Vom ländlichen Essling bis zur Donau, von der Lobau bis nach Liesing am Wienerwald – überall hier soll man ab März des nächsten Jahres 2,20€ pro Stunde fürs Parken bezahlen. Auch wer sich nach der Arbeit noch trifft oder jemanden besucht, muss aufpassen: Bis 22 Uhr abends patrouillieren und strafen die Wiener Parksherrifs. Für das Parken ohne gültigen Parkschein oder Pickerl muss man mit einer Strafe über 36 Euro rechnen, Einspruchsmöglichkeit gibt es keine. Wer die Strafe nicht innerhalb von 14 Tagen bezahlt, der wird angezeigt und ein Verwaltungsstrafverfahren wird eingeleitet.

Die österreichische Hauptstadt ist somit die einzige deutschsprachige Millionenstadt, in der man im gesamten Stadtgebiet fürs Parken zahlen muss. Auch die Tarife sind im Vergleich zu allen Nachbarländern im Schnitt teurer. In Berlin zahlt man zwar in vereinzelten Stadtgebieten auch eine Parkgebühr – diese ist aber geringer als in Wien. Ein Parkpickerl für Anwohner kostet in Berlin nur 20,40€, und gewährt dafür zwei Jahre gebührenfreies Parken im Bezirk. Wer nur ein paar Tage in Berlin ist, kann sogar für 10,40€ eine drei Tage gültige „Gästevignette“ beantragen. In der Schweiz gibt es regionale Lösungen, doch nicht einmal in der als “teuer” verschrienen Stadt Zürich gibt es eine flächendeckende Parkgebührenpflicht.

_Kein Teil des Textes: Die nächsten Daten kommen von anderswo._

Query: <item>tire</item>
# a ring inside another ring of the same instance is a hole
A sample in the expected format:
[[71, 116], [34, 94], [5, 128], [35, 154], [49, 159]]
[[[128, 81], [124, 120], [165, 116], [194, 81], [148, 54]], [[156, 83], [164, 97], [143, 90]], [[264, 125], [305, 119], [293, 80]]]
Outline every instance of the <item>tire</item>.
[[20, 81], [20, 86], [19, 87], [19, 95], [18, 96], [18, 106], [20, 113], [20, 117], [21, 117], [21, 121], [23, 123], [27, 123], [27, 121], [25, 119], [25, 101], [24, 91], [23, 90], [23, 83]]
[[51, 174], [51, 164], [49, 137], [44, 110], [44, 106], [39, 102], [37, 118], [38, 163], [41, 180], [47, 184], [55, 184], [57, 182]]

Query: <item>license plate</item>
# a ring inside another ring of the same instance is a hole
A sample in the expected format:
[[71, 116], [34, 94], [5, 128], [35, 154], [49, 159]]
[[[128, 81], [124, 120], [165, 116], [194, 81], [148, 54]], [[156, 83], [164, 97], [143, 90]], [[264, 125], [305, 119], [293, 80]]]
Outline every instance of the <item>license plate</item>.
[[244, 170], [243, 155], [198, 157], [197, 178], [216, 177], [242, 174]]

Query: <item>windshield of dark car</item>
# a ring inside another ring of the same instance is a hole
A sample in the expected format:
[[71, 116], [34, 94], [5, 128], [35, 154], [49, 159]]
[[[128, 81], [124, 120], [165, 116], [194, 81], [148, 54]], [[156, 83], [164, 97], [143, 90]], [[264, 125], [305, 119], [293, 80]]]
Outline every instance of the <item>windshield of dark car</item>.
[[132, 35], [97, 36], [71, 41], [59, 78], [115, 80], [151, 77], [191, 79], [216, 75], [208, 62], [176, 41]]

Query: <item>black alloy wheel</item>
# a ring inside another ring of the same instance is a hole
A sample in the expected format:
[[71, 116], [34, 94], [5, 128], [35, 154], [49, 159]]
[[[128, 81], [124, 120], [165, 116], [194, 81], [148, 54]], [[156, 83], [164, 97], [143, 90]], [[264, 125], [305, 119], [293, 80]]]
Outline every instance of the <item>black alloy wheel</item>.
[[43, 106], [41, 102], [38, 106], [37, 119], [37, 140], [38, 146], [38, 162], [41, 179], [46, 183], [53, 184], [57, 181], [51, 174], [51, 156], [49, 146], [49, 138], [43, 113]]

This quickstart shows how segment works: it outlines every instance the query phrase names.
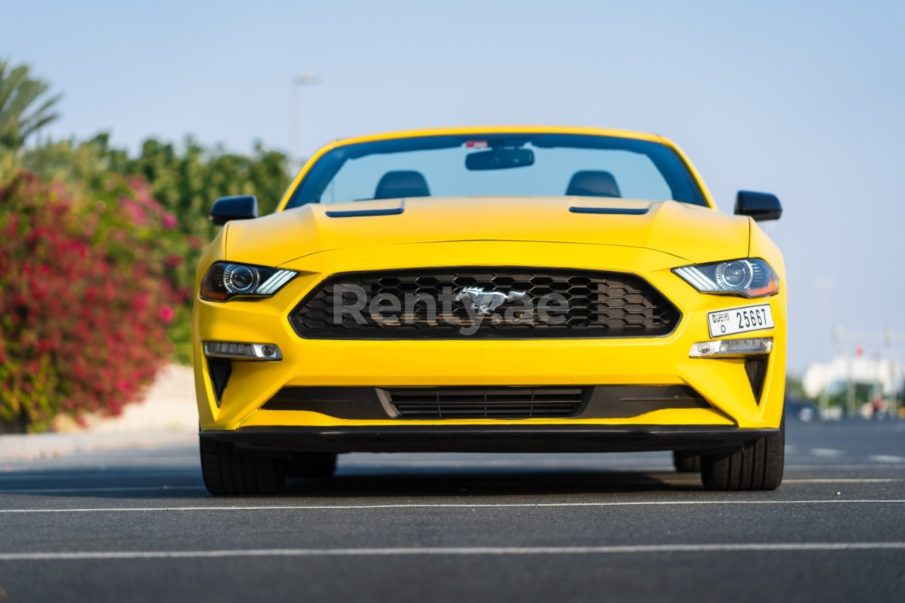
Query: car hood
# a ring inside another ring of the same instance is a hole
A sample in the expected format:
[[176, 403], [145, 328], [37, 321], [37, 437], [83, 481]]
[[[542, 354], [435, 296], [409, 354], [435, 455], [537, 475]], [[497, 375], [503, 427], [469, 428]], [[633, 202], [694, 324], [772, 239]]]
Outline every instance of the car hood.
[[228, 260], [274, 266], [333, 249], [479, 240], [643, 247], [701, 263], [747, 256], [750, 223], [676, 201], [487, 196], [310, 204], [227, 228]]

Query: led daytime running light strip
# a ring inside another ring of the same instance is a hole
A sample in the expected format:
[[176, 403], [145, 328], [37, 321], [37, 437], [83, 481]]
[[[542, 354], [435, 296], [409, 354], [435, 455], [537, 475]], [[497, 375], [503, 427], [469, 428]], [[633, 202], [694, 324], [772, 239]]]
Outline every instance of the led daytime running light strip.
[[289, 280], [293, 276], [295, 276], [295, 273], [291, 270], [278, 270], [273, 273], [271, 278], [262, 282], [254, 292], [261, 293], [262, 295], [270, 295], [289, 282]]

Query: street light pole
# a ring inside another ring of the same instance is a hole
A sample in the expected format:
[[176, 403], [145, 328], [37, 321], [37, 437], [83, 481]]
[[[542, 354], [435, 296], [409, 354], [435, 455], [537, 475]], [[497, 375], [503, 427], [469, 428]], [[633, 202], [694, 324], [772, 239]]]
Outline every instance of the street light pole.
[[317, 73], [302, 73], [292, 78], [292, 85], [290, 91], [290, 170], [294, 172], [301, 166], [299, 158], [300, 150], [299, 148], [299, 88], [307, 84], [317, 83], [320, 76]]

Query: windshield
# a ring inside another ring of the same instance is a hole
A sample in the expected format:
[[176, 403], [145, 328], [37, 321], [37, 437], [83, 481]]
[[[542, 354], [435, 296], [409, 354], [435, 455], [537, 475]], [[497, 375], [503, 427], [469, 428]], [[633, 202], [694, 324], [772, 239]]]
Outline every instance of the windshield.
[[287, 208], [413, 196], [579, 196], [707, 206], [666, 145], [579, 134], [427, 136], [338, 147]]

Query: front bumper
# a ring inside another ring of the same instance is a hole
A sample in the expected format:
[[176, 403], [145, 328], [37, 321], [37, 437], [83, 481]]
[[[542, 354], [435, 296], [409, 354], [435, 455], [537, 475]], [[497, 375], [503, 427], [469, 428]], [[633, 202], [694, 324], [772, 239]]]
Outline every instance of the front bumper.
[[[241, 257], [215, 258], [237, 262]], [[256, 427], [519, 428], [565, 426], [698, 426], [769, 429], [779, 426], [785, 379], [785, 292], [758, 301], [771, 305], [775, 328], [739, 337], [772, 337], [760, 399], [755, 398], [744, 359], [690, 359], [709, 340], [708, 311], [750, 305], [738, 297], [704, 295], [671, 270], [687, 261], [652, 250], [614, 245], [525, 242], [456, 242], [387, 245], [365, 252], [322, 252], [282, 264], [300, 273], [272, 298], [217, 303], [196, 300], [194, 312], [195, 385], [204, 432]], [[682, 312], [670, 335], [636, 339], [332, 340], [305, 340], [292, 330], [290, 311], [321, 280], [337, 273], [449, 265], [522, 265], [609, 270], [639, 274]], [[206, 266], [205, 266], [206, 268]], [[203, 341], [274, 343], [279, 362], [232, 363], [218, 401], [211, 386]], [[500, 387], [687, 385], [712, 408], [662, 409], [641, 416], [605, 419], [342, 419], [327, 414], [267, 410], [284, 387]], [[682, 427], [687, 429], [689, 427]], [[238, 433], [238, 432], [237, 432]], [[491, 432], [494, 433], [494, 432]]]
[[241, 427], [205, 431], [202, 438], [232, 442], [261, 452], [567, 453], [740, 450], [778, 429], [686, 426], [397, 426], [342, 427]]

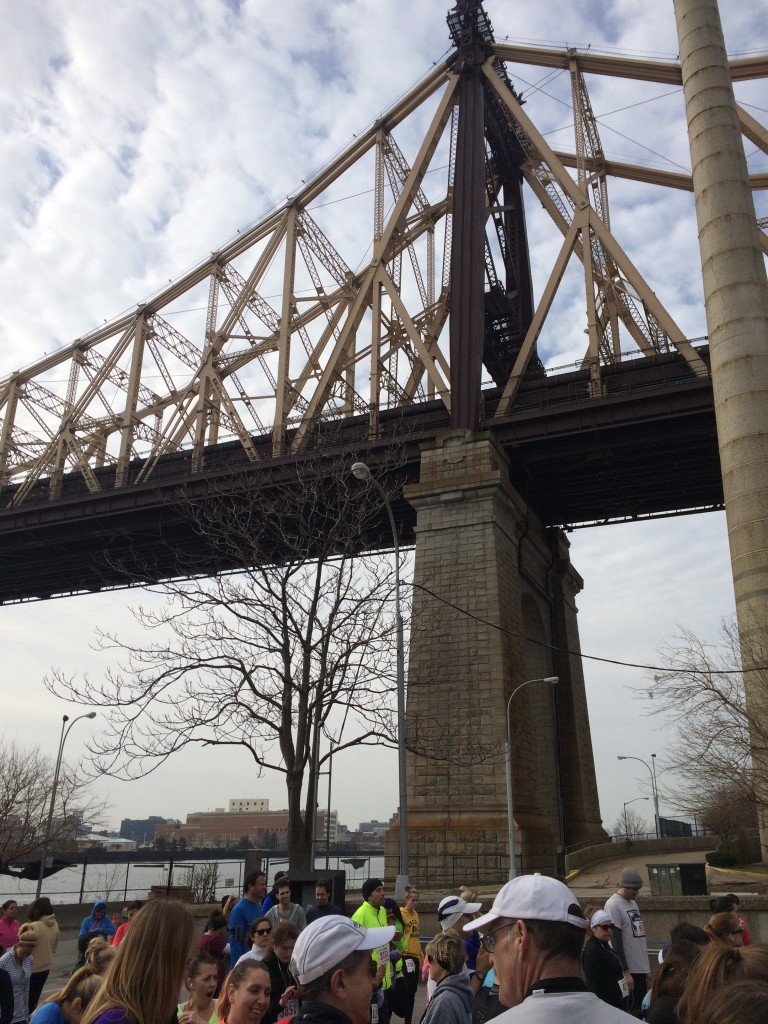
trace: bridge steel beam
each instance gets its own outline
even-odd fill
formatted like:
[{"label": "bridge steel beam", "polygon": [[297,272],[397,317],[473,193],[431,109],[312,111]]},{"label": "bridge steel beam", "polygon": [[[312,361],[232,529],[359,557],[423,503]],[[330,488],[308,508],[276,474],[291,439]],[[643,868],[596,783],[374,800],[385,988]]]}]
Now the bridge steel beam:
[{"label": "bridge steel beam", "polygon": [[[409,662],[409,838],[432,886],[508,870],[505,708],[511,708],[518,870],[562,870],[566,844],[601,827],[574,597],[581,578],[545,529],[489,433],[446,430],[422,446]],[[553,692],[554,690],[554,692]],[[562,737],[567,736],[567,741]],[[398,830],[387,833],[385,870]]]},{"label": "bridge steel beam", "polygon": [[768,860],[768,281],[717,0],[675,0],[736,617]]}]

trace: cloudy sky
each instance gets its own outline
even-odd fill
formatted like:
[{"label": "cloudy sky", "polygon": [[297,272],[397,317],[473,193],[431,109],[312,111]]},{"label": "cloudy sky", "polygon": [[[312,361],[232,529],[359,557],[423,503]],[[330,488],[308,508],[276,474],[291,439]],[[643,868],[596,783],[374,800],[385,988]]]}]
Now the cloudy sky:
[{"label": "cloudy sky", "polygon": [[[445,9],[437,0],[6,0],[0,376],[132,307],[279,206],[444,55]],[[488,0],[486,9],[497,38],[510,42],[677,54],[672,0]],[[732,56],[768,49],[766,12],[764,2],[722,4]],[[510,74],[551,144],[572,150],[566,76],[530,67]],[[681,90],[608,79],[591,87],[609,158],[689,169]],[[766,121],[765,82],[744,83],[737,96]],[[404,131],[403,148],[414,141]],[[749,144],[748,157],[753,171],[768,169]],[[687,336],[705,335],[692,198],[631,182],[615,182],[610,195],[620,242]],[[560,237],[538,204],[528,218],[540,293]],[[542,342],[549,366],[581,354],[582,287],[564,282]],[[579,530],[570,540],[585,580],[579,606],[588,654],[654,665],[656,646],[678,626],[714,637],[732,613],[721,514]],[[0,729],[54,754],[60,715],[72,709],[47,695],[43,676],[52,665],[102,672],[89,646],[93,626],[128,630],[132,599],[106,594],[0,609]],[[671,733],[632,696],[652,671],[587,660],[585,672],[610,824],[624,801],[647,793],[642,767],[620,766],[616,755],[662,759]],[[69,753],[96,727],[79,723]],[[348,768],[355,757],[345,755]],[[351,825],[387,817],[396,803],[394,755],[366,757],[368,770],[391,769],[378,773],[391,784],[372,805],[342,781],[353,771],[339,773],[334,805]],[[282,806],[281,780],[249,771],[245,757],[206,751],[180,756],[151,780],[99,785],[115,822],[183,817],[230,797],[267,796]]]}]

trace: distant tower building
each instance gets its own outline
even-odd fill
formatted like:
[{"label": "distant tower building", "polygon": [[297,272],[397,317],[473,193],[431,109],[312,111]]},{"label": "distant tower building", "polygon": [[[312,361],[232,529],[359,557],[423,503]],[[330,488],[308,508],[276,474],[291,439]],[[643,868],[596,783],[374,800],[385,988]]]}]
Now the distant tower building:
[{"label": "distant tower building", "polygon": [[269,810],[268,800],[230,800],[230,814],[264,814]]}]

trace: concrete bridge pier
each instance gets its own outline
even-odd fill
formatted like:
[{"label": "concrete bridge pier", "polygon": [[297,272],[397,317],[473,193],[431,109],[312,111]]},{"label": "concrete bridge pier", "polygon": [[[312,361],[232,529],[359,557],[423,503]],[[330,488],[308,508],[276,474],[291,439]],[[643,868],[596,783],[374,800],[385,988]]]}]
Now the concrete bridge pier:
[{"label": "concrete bridge pier", "polygon": [[[499,882],[509,869],[504,773],[511,706],[517,869],[562,871],[563,848],[602,838],[575,595],[559,530],[545,529],[486,433],[425,445],[408,673],[409,852],[420,884]],[[562,652],[557,648],[564,648]],[[567,651],[570,651],[568,653]],[[386,845],[397,873],[397,823]]]}]

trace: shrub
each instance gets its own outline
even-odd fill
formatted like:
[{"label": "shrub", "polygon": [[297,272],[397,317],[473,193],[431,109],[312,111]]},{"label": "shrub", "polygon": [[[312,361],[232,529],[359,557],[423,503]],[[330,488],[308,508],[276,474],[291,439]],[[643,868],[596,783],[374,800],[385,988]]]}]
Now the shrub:
[{"label": "shrub", "polygon": [[712,867],[733,867],[736,863],[736,855],[725,850],[712,850],[705,859]]}]

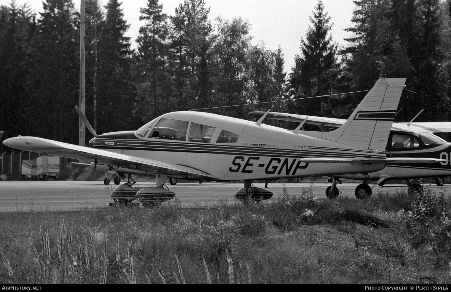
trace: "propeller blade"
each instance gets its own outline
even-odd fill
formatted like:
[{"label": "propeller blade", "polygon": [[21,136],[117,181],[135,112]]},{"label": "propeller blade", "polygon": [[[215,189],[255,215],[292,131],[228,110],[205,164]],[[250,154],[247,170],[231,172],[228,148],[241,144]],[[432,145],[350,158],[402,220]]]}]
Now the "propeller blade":
[{"label": "propeller blade", "polygon": [[77,111],[77,113],[78,114],[78,116],[80,117],[80,118],[82,119],[82,121],[85,124],[85,125],[86,126],[87,129],[89,130],[89,131],[91,132],[91,134],[92,134],[94,137],[97,137],[97,134],[96,134],[96,132],[94,131],[94,129],[92,129],[92,127],[91,126],[91,124],[89,123],[87,119],[86,118],[86,117],[84,116],[84,115],[83,114],[83,113],[82,112],[82,111],[80,110],[80,109],[78,108],[78,107],[77,106],[75,106],[75,111]]}]

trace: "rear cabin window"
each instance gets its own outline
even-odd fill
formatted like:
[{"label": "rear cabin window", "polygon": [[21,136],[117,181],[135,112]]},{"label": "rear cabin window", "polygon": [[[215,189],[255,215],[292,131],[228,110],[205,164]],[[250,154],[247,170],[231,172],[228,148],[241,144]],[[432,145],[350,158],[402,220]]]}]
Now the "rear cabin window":
[{"label": "rear cabin window", "polygon": [[413,148],[419,146],[418,140],[413,136],[394,134],[391,137],[392,148]]},{"label": "rear cabin window", "polygon": [[191,127],[189,128],[189,138],[188,141],[209,143],[216,130],[216,128],[215,127],[191,123]]},{"label": "rear cabin window", "polygon": [[149,138],[186,141],[188,129],[188,122],[161,118],[152,130]]},{"label": "rear cabin window", "polygon": [[227,130],[222,130],[216,139],[216,143],[235,143],[239,136]]}]

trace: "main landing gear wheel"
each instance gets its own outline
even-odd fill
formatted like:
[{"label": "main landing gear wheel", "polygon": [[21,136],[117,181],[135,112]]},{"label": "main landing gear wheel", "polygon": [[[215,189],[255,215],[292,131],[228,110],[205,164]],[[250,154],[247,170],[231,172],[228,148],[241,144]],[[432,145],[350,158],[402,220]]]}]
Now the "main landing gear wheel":
[{"label": "main landing gear wheel", "polygon": [[340,191],[338,188],[336,186],[332,187],[331,185],[329,185],[326,189],[326,196],[329,199],[335,199],[340,195]]},{"label": "main landing gear wheel", "polygon": [[371,187],[366,184],[360,184],[355,188],[355,197],[360,200],[371,196],[373,191]]},{"label": "main landing gear wheel", "polygon": [[437,186],[443,186],[445,185],[445,181],[443,179],[442,179],[442,181],[440,181],[440,179],[438,176],[436,176],[435,179],[435,183],[437,184]]}]

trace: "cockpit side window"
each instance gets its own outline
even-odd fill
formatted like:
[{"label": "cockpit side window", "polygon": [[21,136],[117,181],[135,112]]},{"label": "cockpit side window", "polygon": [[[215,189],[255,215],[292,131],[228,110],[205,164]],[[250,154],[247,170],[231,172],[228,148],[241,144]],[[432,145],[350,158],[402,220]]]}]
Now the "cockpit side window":
[{"label": "cockpit side window", "polygon": [[216,130],[216,128],[215,127],[191,123],[191,125],[189,127],[189,138],[188,141],[209,143]]},{"label": "cockpit side window", "polygon": [[429,133],[422,133],[419,134],[420,139],[425,145],[430,145],[437,142],[446,142],[442,138]]},{"label": "cockpit side window", "polygon": [[413,148],[419,146],[416,137],[410,135],[393,134],[391,137],[392,148]]},{"label": "cockpit side window", "polygon": [[216,143],[235,143],[238,139],[239,135],[227,130],[222,130],[216,140]]},{"label": "cockpit side window", "polygon": [[149,139],[186,140],[188,122],[161,118],[152,130]]}]

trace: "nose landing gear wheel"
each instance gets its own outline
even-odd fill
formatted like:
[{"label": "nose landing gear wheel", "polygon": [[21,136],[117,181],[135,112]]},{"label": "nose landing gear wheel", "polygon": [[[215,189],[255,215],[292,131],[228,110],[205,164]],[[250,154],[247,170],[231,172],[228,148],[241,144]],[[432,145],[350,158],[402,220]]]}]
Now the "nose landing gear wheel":
[{"label": "nose landing gear wheel", "polygon": [[366,184],[360,184],[355,188],[355,197],[360,200],[371,196],[373,191],[371,187]]},{"label": "nose landing gear wheel", "polygon": [[414,190],[418,191],[423,190],[423,185],[419,184],[412,184],[412,187],[414,188]]},{"label": "nose landing gear wheel", "polygon": [[338,188],[336,186],[332,187],[331,185],[329,185],[326,189],[326,196],[329,199],[335,199],[340,195],[340,191]]}]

Das Wiener Parkpickerl wird auf alle Bezirke ausgedehnt – es gilt aber immer nur für den Bezirk, in dem man gemeldet ist, als Park-Erlaubnis.

Interessant ist auch die massive Teuerung der Parkscheine seit 2008 – damals kostete eine Stunde noch 1,20 Euro – heute 2,10 EUR.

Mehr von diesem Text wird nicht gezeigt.